G-Research / ParquetSharp

ParquetSharp is a .NET library for reading and writing Apache Parquet files.
Apache License 2.0
185 stars 49 forks source link
apache-arrow apache-parquet big-data columnar-storage csharp dotnet parquet

Main logo

Introduction

ParquetSharp is a cross-platform .NET library for reading and writing Apache Parquet files.

ParquetSharp is implemented in C# as a PInvoke wrapper around Apache Parquet C++ to provide high performance and compatibility. Check out ParquetSharp.DataFrame if you need a convenient integration with the .NET DataFrames.

Supported platforms:

Chip Linux Windows macOS
x64
arm64
Status
Release Nuget NuGet latest release
Pre-Release Nuget NuGet latest pre-release
CI Build CI Status

Why use Parquet?

Apache Parquet is an open source, column-oriented data file format designed for efficient data storage and retrieval. It provides efficient data compression and encoding schemes with enhanced performance to handle complex data in bulk. Relative to CSV files, Parquet executes queries 34x faster while taking up 87% less space. Source

Quickstart

The following examples show how to write and then read a Parquet file with three columns representing a timeseries of object-value pairs. These use the low-level API, which is the recommended API for working with native .NET types and closely maps to the API of Apache Parquet C++. For reading and writing data in the Apache Arrow format, an Arrow based API is also provided.

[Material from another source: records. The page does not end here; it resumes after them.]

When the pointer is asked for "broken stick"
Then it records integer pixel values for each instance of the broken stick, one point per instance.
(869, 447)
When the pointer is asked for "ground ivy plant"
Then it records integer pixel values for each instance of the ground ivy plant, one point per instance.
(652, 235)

How to write a Parquet File:

var timestamps = new DateTime[] { /* ... */ };
var objectIds = new int[] { /* ... */ };
var values = new float[] { /* ... */ };

var columns = new Column[]
{
    new Column<DateTime>("Timestamp"),
    new Column<int>("ObjectId"),
    new Column<float>("Value")
};

using var file = new ParquetFileWriter("float_timeseries.parquet", columns);
using var rowGroup = file.AppendRowGroup();

using (var timestampWriter = rowGroup.NextColumn().LogicalWriter<DateTime>())
{
    timestampWriter.WriteBatch(timestamps);
}
using (var objectIdWriter = rowGroup.NextColumn().LogicalWriter<int>())
{
    objectIdWriter.WriteBatch(objectIds);
}
using (var valueWriter = rowGroup.NextColumn().LogicalWriter<float>())
{
    valueWriter.WriteBatch(values);
}

file.Close();

How to read a Parquet file:

using var file = new ParquetFileReader("float_timeseries.parquet");

for (int rowGroup = 0; rowGroup < file.FileMetaData.NumRowGroups; ++rowGroup) {
    using var rowGroupReader = file.RowGroup(rowGroup);
    var groupNumRows = checked((int) rowGroupReader.MetaData.NumRows);

    var groupTimestamps = rowGroupReader.Column(0).LogicalReader<DateTime>().ReadAll(groupNumRows);
    var groupObjectIds = rowGroupReader.Column(1).LogicalReader<int>().ReadAll(groupNumRows);
    var groupValues = rowGroupReader.Column(2).LogicalReader<float>().ReadAll(groupNumRows);
}

file.Close();

Documentation

For more detailed information on how to use ParquetSharp, see the following documentation:

Rationale

We desired a Parquet implementation with the following properties:

Not finding an existing solution meeting these requirements, we decided to implement a .NET wrapper around apache-parquet-cpp (now part of Apache Arrow) starting at version 1.4.0. The library tries to stick closely to the existing C++ API, although it does provide higher level APIs to facilitate its usage from .NET. The user should always be able to access the lower-level API.

Performance

The following benchmarks can be reproduced by running ParquetSharp.Benchmark.csproj. The relative performance of ParquetSharp 10.0.1 is compared to Parquet.NET 4.6.2, an alternative open-source .NET library that is fully managed. The Decimal tests focus purely on handling the C# decimal type, while the TimeSeries tests benchmark three columns of the types {int, DateTime, float}. Results are from a Ryzen 5900X on Linux 6.2.7 using the dotnet 6.0.14 runtime.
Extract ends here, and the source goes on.